With work that is so specifically coded as female, however, there is an added layer of transgression. Looking at some of the responses to today’s strike, it seems clear that it’s perfectly possible to agree in principle with the concept of equal pay for equal work, yet still believe the women who demand it have overstepped the mark.

In Down Girl, Kate Manne proposes that patriarchy positions women as “human givers”, whose behaviour is stigmatised whenever they fail to prioritise the needs of others. In such a context, asking for more upsets what is viewed as the natural order of things. When women in other sectors complain of disparities in pay, they are told “women don’t ask”, yet we know that when they do, this can often work to their detriment. This can only be compounded if the very job you do is delivering resources – care and compassion – which women are meant to provide for free.  

What has been found in the Glasgow case, and in others where female council workers have compared their pay to those of their male counterparts, is that the amount owed in backpay is staggering. What tends to then follow is a series of subtle or not so subtle hints that maybe these women need to calm down and not be so greedy. There are practicalities to think of, after all. Do they want their male peers to suffer? Do they want to see cuts that will affect everyone, all for the sake of funding some abstract feminist principle?  
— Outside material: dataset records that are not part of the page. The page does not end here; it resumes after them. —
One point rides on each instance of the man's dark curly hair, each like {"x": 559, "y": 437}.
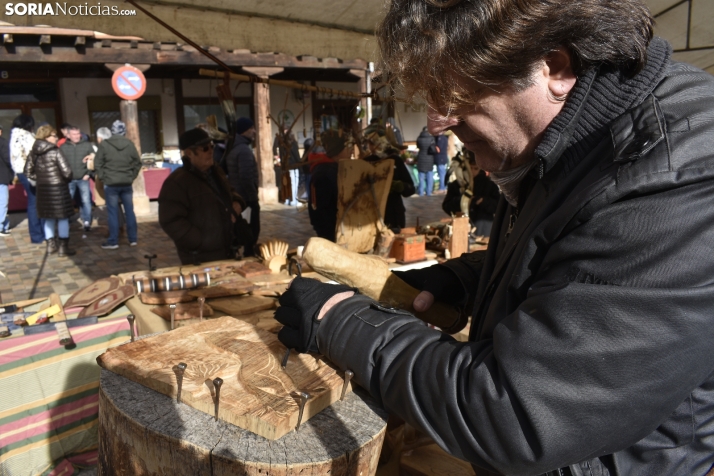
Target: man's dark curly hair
{"x": 499, "y": 42}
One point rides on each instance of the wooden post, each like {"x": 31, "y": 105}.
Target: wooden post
{"x": 130, "y": 117}
{"x": 459, "y": 241}
{"x": 267, "y": 189}
{"x": 362, "y": 87}
{"x": 178, "y": 98}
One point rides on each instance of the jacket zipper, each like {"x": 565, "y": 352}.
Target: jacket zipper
{"x": 511, "y": 222}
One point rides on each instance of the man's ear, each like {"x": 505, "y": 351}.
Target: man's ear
{"x": 559, "y": 72}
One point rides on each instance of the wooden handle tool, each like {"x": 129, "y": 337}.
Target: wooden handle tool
{"x": 371, "y": 275}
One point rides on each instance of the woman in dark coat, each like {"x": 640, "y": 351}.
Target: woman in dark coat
{"x": 52, "y": 174}
{"x": 402, "y": 184}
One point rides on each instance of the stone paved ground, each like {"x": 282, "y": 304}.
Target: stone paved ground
{"x": 30, "y": 274}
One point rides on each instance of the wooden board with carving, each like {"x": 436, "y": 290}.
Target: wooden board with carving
{"x": 256, "y": 395}
{"x": 93, "y": 292}
{"x": 108, "y": 302}
{"x": 167, "y": 297}
{"x": 240, "y": 305}
{"x": 145, "y": 433}
{"x": 184, "y": 311}
{"x": 233, "y": 288}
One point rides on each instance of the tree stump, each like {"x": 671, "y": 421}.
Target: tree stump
{"x": 142, "y": 432}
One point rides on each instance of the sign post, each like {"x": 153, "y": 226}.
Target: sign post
{"x": 129, "y": 84}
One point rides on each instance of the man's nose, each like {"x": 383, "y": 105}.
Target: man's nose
{"x": 438, "y": 122}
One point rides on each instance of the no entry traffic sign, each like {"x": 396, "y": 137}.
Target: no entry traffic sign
{"x": 129, "y": 83}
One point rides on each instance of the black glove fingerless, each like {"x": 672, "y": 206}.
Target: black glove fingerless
{"x": 298, "y": 310}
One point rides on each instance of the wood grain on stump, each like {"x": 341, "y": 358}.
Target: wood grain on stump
{"x": 142, "y": 432}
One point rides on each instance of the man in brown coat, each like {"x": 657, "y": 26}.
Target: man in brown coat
{"x": 197, "y": 206}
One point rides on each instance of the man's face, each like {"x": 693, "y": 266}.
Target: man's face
{"x": 250, "y": 133}
{"x": 201, "y": 157}
{"x": 74, "y": 135}
{"x": 502, "y": 128}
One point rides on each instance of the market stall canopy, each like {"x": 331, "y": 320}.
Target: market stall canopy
{"x": 341, "y": 29}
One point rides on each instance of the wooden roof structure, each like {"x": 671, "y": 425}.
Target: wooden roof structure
{"x": 42, "y": 47}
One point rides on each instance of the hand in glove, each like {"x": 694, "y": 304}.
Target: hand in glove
{"x": 436, "y": 283}
{"x": 301, "y": 309}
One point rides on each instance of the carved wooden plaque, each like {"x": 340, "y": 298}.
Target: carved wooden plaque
{"x": 257, "y": 394}
{"x": 92, "y": 292}
{"x": 362, "y": 189}
{"x": 240, "y": 305}
{"x": 108, "y": 302}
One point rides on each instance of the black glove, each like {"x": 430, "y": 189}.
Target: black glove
{"x": 298, "y": 310}
{"x": 397, "y": 186}
{"x": 438, "y": 280}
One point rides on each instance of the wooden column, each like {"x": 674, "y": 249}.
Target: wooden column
{"x": 178, "y": 98}
{"x": 362, "y": 88}
{"x": 130, "y": 117}
{"x": 267, "y": 189}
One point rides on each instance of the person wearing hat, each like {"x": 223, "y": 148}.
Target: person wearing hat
{"x": 117, "y": 164}
{"x": 197, "y": 206}
{"x": 382, "y": 148}
{"x": 243, "y": 175}
{"x": 6, "y": 177}
{"x": 323, "y": 182}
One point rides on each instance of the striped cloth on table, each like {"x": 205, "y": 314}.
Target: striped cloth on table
{"x": 49, "y": 399}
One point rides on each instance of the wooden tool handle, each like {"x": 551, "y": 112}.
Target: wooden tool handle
{"x": 371, "y": 275}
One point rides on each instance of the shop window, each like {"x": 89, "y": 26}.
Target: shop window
{"x": 196, "y": 110}
{"x": 37, "y": 99}
{"x": 103, "y": 111}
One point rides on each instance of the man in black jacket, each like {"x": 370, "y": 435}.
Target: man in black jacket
{"x": 590, "y": 344}
{"x": 78, "y": 151}
{"x": 6, "y": 177}
{"x": 243, "y": 175}
{"x": 117, "y": 164}
{"x": 197, "y": 206}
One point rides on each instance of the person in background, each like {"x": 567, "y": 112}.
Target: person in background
{"x": 425, "y": 162}
{"x": 78, "y": 152}
{"x": 441, "y": 159}
{"x": 380, "y": 148}
{"x": 198, "y": 209}
{"x": 51, "y": 171}
{"x": 323, "y": 160}
{"x": 392, "y": 123}
{"x": 304, "y": 188}
{"x": 117, "y": 164}
{"x": 6, "y": 177}
{"x": 291, "y": 151}
{"x": 21, "y": 142}
{"x": 471, "y": 192}
{"x": 64, "y": 129}
{"x": 243, "y": 175}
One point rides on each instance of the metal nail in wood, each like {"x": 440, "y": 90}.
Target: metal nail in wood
{"x": 181, "y": 368}
{"x": 217, "y": 382}
{"x": 173, "y": 314}
{"x": 303, "y": 400}
{"x": 348, "y": 376}
{"x": 130, "y": 318}
{"x": 201, "y": 302}
{"x": 285, "y": 359}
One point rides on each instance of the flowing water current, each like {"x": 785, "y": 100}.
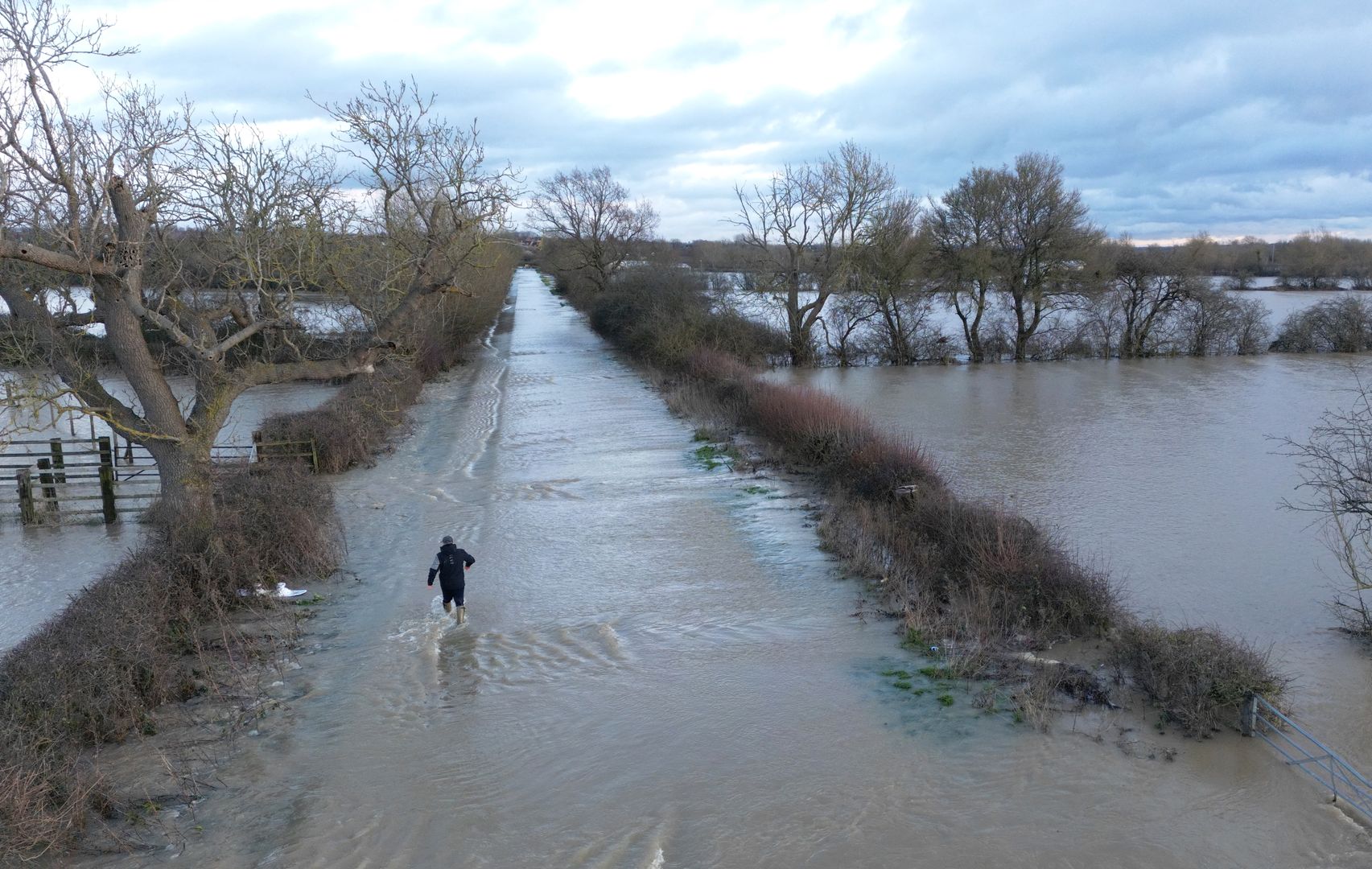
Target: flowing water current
{"x": 660, "y": 668}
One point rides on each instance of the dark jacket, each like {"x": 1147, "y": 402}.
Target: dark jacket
{"x": 449, "y": 563}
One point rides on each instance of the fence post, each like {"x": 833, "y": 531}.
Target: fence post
{"x": 1249, "y": 715}
{"x": 107, "y": 493}
{"x": 27, "y": 515}
{"x": 50, "y": 490}
{"x": 58, "y": 460}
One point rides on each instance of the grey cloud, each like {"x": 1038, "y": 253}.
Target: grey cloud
{"x": 1171, "y": 117}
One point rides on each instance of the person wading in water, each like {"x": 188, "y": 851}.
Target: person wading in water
{"x": 449, "y": 566}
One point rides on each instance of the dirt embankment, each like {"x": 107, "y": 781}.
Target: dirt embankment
{"x": 977, "y": 587}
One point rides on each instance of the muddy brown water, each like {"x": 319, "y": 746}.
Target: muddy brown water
{"x": 43, "y": 566}
{"x": 660, "y": 669}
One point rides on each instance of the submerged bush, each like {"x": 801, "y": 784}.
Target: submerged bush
{"x": 356, "y": 423}
{"x": 130, "y": 641}
{"x": 1333, "y": 326}
{"x": 1198, "y": 676}
{"x": 663, "y": 317}
{"x": 973, "y": 579}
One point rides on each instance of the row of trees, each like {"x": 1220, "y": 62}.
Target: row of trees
{"x": 858, "y": 266}
{"x": 121, "y": 200}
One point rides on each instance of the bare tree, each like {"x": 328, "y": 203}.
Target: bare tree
{"x": 965, "y": 258}
{"x": 888, "y": 270}
{"x": 595, "y": 219}
{"x": 804, "y": 229}
{"x": 1044, "y": 238}
{"x": 1337, "y": 480}
{"x": 1147, "y": 287}
{"x": 88, "y": 196}
{"x": 1016, "y": 231}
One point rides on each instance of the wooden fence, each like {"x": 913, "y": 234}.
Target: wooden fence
{"x": 68, "y": 480}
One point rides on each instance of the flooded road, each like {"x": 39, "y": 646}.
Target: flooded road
{"x": 660, "y": 669}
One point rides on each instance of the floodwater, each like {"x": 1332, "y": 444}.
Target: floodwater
{"x": 660, "y": 669}
{"x": 943, "y": 319}
{"x": 1171, "y": 474}
{"x": 42, "y": 567}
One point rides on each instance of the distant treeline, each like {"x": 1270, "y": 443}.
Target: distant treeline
{"x": 1006, "y": 264}
{"x": 1309, "y": 262}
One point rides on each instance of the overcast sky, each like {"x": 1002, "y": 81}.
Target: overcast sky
{"x": 1171, "y": 116}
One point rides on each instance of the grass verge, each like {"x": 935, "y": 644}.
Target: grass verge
{"x": 981, "y": 583}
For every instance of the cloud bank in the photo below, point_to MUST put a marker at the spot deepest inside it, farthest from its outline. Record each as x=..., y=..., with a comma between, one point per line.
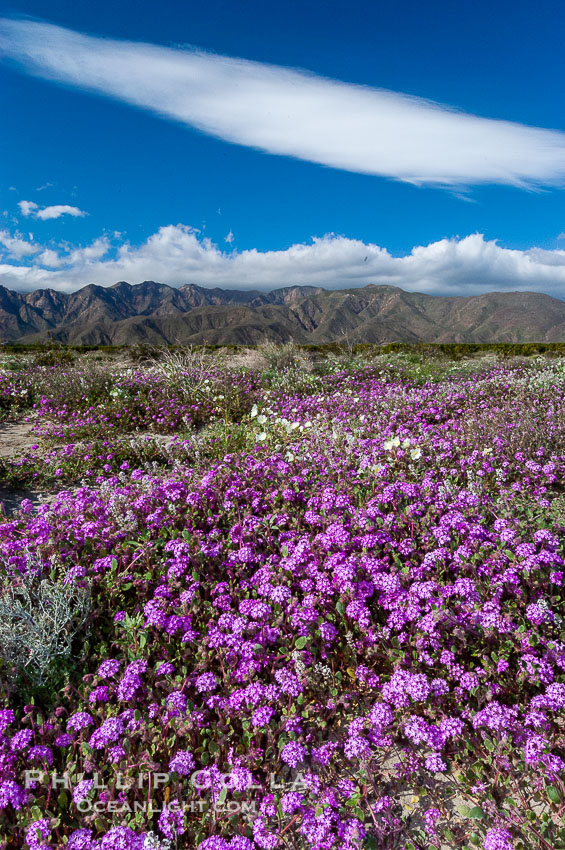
x=177, y=254
x=293, y=113
x=30, y=208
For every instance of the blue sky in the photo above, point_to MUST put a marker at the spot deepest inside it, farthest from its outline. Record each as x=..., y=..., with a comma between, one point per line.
x=257, y=177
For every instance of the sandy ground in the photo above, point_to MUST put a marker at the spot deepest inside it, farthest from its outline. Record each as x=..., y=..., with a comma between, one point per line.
x=15, y=439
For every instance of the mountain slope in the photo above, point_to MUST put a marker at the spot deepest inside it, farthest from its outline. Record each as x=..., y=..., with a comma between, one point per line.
x=155, y=313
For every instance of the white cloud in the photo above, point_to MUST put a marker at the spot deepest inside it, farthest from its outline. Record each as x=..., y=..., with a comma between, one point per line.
x=294, y=113
x=16, y=246
x=58, y=210
x=30, y=208
x=27, y=207
x=177, y=254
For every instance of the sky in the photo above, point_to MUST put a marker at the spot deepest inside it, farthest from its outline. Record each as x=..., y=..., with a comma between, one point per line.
x=249, y=144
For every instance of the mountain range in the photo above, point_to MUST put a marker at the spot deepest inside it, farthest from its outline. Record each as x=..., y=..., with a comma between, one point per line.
x=156, y=314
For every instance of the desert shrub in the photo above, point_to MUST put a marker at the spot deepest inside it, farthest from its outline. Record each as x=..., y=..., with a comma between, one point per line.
x=54, y=356
x=40, y=615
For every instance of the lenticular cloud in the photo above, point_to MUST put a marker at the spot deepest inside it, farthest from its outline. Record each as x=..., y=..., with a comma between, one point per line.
x=294, y=113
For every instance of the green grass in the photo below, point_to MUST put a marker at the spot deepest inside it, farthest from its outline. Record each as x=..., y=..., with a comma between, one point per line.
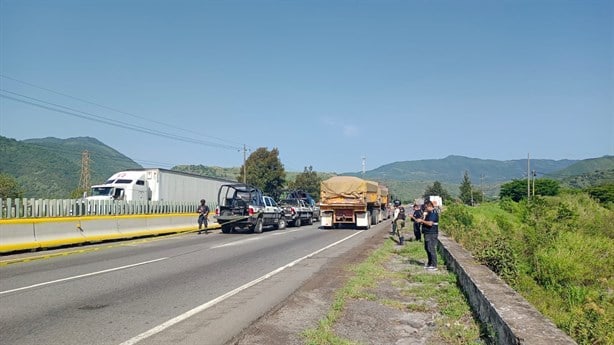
x=556, y=251
x=455, y=324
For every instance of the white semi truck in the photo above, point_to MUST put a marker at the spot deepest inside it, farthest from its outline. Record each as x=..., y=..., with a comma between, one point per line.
x=157, y=184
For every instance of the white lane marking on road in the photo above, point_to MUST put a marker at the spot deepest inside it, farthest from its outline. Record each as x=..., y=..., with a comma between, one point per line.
x=236, y=243
x=81, y=276
x=229, y=294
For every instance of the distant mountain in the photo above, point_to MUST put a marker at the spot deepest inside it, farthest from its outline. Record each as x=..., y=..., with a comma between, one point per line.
x=587, y=173
x=452, y=168
x=51, y=167
x=408, y=179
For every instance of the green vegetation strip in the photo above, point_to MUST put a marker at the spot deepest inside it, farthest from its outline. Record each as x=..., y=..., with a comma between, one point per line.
x=558, y=252
x=454, y=321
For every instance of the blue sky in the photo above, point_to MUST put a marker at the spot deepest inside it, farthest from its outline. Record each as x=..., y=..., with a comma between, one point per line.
x=325, y=82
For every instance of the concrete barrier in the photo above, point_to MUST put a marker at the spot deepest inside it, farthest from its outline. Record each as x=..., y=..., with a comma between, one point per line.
x=36, y=233
x=17, y=234
x=513, y=319
x=55, y=232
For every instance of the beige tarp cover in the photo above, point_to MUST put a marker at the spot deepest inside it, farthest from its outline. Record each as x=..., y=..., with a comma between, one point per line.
x=347, y=187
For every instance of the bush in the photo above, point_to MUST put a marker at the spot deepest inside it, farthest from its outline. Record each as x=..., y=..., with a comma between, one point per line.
x=556, y=251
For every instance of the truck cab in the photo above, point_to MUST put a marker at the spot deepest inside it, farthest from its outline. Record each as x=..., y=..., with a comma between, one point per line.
x=126, y=185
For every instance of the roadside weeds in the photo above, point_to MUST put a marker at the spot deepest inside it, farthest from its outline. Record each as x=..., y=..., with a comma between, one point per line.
x=392, y=299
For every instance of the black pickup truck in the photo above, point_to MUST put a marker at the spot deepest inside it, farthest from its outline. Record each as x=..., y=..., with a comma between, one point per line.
x=241, y=206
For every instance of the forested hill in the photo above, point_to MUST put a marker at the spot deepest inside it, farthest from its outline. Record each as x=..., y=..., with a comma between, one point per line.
x=51, y=167
x=451, y=169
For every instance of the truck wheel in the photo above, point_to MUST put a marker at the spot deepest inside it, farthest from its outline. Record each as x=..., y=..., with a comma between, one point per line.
x=258, y=226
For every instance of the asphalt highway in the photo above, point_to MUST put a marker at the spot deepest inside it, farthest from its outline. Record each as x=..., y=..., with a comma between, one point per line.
x=182, y=289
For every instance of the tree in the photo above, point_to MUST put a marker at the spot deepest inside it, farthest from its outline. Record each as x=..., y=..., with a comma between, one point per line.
x=9, y=187
x=437, y=189
x=309, y=182
x=466, y=190
x=603, y=193
x=265, y=171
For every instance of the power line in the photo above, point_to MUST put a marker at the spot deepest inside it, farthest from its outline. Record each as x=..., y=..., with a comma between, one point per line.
x=97, y=118
x=113, y=109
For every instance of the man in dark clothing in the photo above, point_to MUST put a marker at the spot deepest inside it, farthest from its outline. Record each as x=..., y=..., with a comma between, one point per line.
x=417, y=215
x=430, y=229
x=203, y=213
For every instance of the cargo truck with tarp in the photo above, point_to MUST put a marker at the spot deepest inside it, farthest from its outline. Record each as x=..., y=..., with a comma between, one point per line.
x=351, y=201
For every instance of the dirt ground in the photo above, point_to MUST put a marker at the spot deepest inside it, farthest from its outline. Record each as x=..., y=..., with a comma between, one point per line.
x=363, y=321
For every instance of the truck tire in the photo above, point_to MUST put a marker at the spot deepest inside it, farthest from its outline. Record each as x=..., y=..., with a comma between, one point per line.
x=226, y=229
x=258, y=226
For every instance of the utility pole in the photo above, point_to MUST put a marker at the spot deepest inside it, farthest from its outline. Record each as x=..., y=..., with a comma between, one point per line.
x=84, y=180
x=244, y=165
x=364, y=165
x=534, y=174
x=482, y=186
x=528, y=177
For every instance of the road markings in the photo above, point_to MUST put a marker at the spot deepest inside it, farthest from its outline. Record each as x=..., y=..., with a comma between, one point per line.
x=225, y=296
x=81, y=276
x=254, y=238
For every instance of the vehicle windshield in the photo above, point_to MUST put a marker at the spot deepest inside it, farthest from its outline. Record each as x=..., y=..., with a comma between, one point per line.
x=102, y=191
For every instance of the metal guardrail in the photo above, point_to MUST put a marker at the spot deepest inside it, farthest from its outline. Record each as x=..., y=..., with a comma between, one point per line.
x=42, y=208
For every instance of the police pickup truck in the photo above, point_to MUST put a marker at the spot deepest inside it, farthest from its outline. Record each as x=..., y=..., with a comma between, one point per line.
x=244, y=207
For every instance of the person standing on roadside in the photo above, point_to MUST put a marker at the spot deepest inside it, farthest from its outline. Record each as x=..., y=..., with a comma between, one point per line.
x=203, y=213
x=417, y=226
x=399, y=222
x=430, y=229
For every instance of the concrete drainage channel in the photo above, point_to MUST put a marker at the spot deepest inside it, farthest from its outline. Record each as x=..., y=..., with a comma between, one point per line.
x=512, y=318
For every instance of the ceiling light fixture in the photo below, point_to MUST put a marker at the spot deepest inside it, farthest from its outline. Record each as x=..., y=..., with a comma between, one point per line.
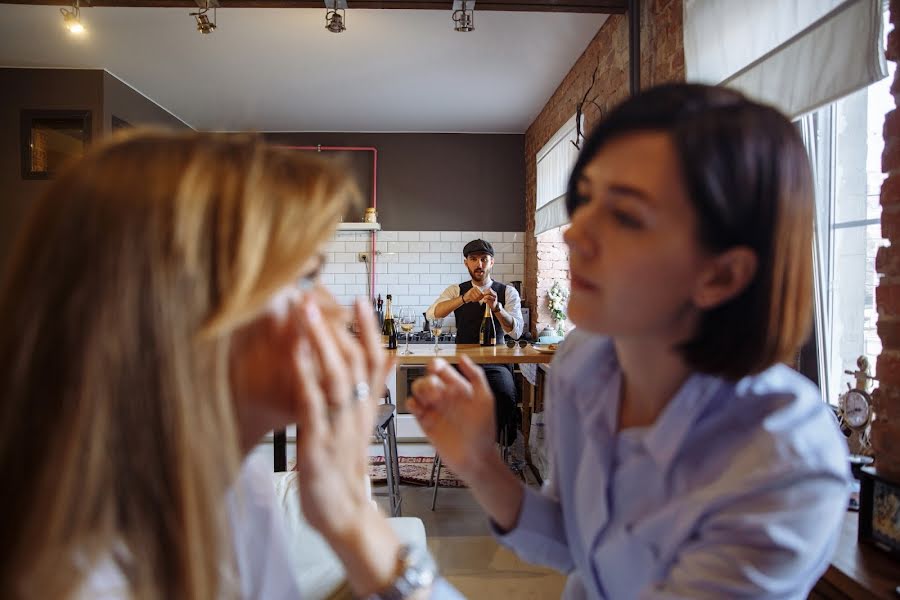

Because women’s work is all blood, sweat and tears, too practical, too embodied, to attach a price to so long as it’s being done. The moment it is withdrawn, those who perform it need schooling in basic moral principles. It is they, we are supposed to believe, who don’t quite understand the importance of balancing self-interest with compassion, as though this isn’t something they’ve been doing every single day up til now.

Given the care crisis we are facing, things cannot continue like this. If care work is not valued as it should be today, then when will it be? Given that poor pay and conditions are already leading to a faster turnover of staff, how can we keep on pretending that exploitation is not already putting lives at risk?

If the anguish caused by today’s strike shows us anything, it’s that care is a scarce resource and always has been, for all the stories we tell ourselves about women’s true nature. If its withdrawal is such a terrible thing, then we should learn to treasure it.